Beyond price alone, many of these companies stand to benefit from trends
that can hurt other companies, like inflation. Rising prices of materials and
commodities are putting pressure on manufacturers and retailers. This situation
could lead them to invest more in software and other technological solutions to
make their operations more efficient.
Cautions
Despite all that
attractiveness, there are some reasons to not consider many tech companies as
defensive positions in your portfolio. Let's start with super-investor Warren
Buffett. If he's not loading up heavily on tech companies, maybe we should think
twice, too. He argues that he respects his personal circle of competence and
avoids companies where he doesn't know what their future looks like. With many
of these companies, their futures seem promising but far less certain than the
likelihood that more and more people will buy soap in the coming years. SanDisk
(Nasdaq: SNDK ) , for example, has been riding high on its flash-memory
technology. But five years from now, the memory world might look vastly
different, with SanDisk not near the top of the heap.
Some investors
like technology companies as defensive plays because many of them are sitting on
piles of cash and can pay dividends. (Intel, for example, recently sported a
3.4% yield, while Oracle has almost $12 billion in cash and more than that in
short-term investments.) Well, remember that piles of cash can be used in
suboptimal ways, too, such as on ill-advised acquisitions. Many observers think
that Microsoft vastly overpaid for Skype, for example. Some of these companies
can be quite cyclical, too, seeing business slacken sharply with economic
downturns. If you're patient, though, that's not necessarily a problem.
Think twice
If you're looking to add some defensive stocks to your
portfolio, to serve as ballast in a storm, go ahead and consider some tech
stocks, because right now many of them appear to be compelling bargains. Hefty
margins of safety offer a defensive edge.

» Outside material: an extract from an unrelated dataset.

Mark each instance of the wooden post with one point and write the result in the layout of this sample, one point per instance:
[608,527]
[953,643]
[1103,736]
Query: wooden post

If you do so, though, be aware
of their risks and keep a close eye on them. Consider how just a few years ago
many people had given Apple up for dead,What are thelandscapeoilpaintings?
and Microsoft looked like it could do no wrong. You may also want to invest in
some technology companies purely because they're attractive, considering them
regular holdings and not special defensive ones. For defensive investments, you
can do well with the tried and true. Even after a major market meltdown, we'll
still want to wash our hair, use electricity, and take our medications. Plenty
of those companies are bargains these days, too.